MULTEXT: multilingual text tools and corpora

The project has developed a set of generally usable software tools to manipulate and analyse text corpora, together with lexicons and multilingual corpora in seven European languages. It has established conventions for the encoding of corpora and harmonized specifications for computational lexicons, building on and contributing to the preliminary recommendations of the relevant international and European standardization initiatives. MULTEXT has developed the first set of publicly available large-scale resources and tools for use in corpus-based language engineering applications. The project's specific achievements fall into three areas: lexical specifications for 7 European languages (English, French, Spanish, Italian, German, Dutch, Swedish), comprising the first large-scale application of and contribution to the EAGLES work in this area; specifications for encoding corpora in standard generalized markup language (SGML), comprising one of the first large-scale applications of the Text Encoding Initiative Guidelines; specification of a data architecture for linguistic corpora, providing the first hypertext view of such corpora.
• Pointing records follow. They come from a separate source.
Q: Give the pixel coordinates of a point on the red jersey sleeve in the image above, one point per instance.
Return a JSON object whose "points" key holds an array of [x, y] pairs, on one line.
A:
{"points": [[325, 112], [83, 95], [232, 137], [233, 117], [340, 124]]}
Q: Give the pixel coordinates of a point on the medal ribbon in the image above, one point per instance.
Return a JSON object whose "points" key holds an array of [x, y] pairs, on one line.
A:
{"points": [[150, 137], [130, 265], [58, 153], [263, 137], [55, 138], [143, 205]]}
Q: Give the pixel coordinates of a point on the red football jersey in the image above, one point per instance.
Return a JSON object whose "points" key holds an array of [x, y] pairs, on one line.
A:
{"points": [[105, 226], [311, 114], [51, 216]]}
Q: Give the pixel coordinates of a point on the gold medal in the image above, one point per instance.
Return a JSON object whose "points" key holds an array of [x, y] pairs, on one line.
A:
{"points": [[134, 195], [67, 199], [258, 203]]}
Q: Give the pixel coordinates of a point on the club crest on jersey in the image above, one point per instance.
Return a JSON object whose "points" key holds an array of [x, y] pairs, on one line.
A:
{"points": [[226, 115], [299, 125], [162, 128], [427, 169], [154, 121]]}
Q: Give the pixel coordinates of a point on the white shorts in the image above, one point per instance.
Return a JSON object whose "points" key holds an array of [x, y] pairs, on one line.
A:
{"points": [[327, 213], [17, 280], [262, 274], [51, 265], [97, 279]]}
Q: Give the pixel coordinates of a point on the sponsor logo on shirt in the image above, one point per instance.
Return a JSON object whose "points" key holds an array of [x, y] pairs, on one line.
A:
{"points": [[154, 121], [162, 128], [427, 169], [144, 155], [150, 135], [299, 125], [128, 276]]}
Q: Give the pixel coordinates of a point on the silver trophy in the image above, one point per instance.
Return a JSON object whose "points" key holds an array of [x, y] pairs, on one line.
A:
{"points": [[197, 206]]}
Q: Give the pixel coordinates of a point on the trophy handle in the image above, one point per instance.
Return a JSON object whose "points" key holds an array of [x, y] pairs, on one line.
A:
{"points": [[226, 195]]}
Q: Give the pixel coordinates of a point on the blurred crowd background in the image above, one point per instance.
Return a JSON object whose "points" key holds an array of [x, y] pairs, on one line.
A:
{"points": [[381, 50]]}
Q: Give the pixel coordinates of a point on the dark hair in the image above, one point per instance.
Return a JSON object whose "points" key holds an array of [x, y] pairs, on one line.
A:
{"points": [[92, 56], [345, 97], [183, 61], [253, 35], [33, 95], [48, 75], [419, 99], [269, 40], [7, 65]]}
The tools include: a language-independent, parameterizable text tokenizer; a modular and language-independent part-of-speech tagger; a text aligner; a complete speech workbench; a public SGML query-language interpreter; a set of SGML-aware corpus exploitation tools. Text-oriented methods and software tools have come to be of primary interest to the natural language processing (NLP) community. The availability of basic multilingual tools and data will improve and extend research and development across a wide range of disciplines, including not only the various areas of language engineering, but also fields such as speech technology, language learning, lexicography and lexicology, information retrieval, etc. The project's methodologies and results are being used in a related project, thus extending the application to 13 western and eastern European languages.